Scan your AWS cloud resources for vulnerabilities to help prioritize and remediate issues and proactively identify zero-day exploits.
Agentless Vulnerability & Threat Detection scans your supported AWS cloud resources
to identify security vulnerabilities. Scans occur daily from the time you first enable
the feature for your AWS account. Scan times are not configurable.
Procedure
- Go to and click Add Account.
- Choose CloudFormation as the deployment method and select Single AWS Account.
- Click Next.
- Specify the general information for the account and click Next. For more details, see Adding an AWS account using CloudFormation.The Features and Permissions screen appears.
- In Features and Permissions, enable Agentless Vulnerability & Threat Detection and select the deployment regions.
Note
Selected regions are the regions where Agentless Vulnerability & Threat Detection is deployed, not necessarily the region of your AWS account. You may select multiple deployment regions. - Click Scanner Configuration and enable vulnerability scanning.

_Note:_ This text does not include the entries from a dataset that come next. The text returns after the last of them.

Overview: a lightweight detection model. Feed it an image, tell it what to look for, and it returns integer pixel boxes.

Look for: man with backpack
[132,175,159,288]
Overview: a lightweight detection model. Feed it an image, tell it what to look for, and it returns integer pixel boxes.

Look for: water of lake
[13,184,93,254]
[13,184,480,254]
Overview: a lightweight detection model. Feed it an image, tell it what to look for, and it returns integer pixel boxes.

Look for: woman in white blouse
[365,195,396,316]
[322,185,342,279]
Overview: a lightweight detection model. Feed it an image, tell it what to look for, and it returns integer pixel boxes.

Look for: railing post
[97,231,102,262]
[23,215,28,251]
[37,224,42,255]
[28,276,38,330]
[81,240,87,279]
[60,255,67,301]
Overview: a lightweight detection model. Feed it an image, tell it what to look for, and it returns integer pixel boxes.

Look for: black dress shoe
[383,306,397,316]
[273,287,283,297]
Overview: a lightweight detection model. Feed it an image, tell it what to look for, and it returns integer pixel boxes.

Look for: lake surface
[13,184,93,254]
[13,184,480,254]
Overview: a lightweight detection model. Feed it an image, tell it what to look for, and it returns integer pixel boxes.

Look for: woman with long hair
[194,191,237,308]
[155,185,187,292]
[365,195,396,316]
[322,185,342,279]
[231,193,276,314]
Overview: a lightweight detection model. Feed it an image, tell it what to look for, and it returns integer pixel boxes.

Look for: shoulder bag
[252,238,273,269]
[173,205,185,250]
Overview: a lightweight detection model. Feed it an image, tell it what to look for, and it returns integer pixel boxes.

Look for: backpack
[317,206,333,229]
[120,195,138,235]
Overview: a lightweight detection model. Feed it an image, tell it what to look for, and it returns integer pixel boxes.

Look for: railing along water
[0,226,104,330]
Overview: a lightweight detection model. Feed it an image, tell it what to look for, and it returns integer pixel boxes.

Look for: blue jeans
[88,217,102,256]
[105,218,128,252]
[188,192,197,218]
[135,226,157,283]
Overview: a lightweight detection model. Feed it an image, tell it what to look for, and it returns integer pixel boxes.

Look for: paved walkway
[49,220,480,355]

- Select the AWS resource types you wish to include in vulnerability scans. All supported resource types are selected by default.
- Click Save Changes and continue configuring the CloudFormation template.
- For AWS accounts that you have already connected in Cloud Accounts:
- Select the AWS account.
- Go to the Stack Update tab.
- In Features and Permissions, enable Agentless Vulnerability & Threat Detection and follow the configuration steps.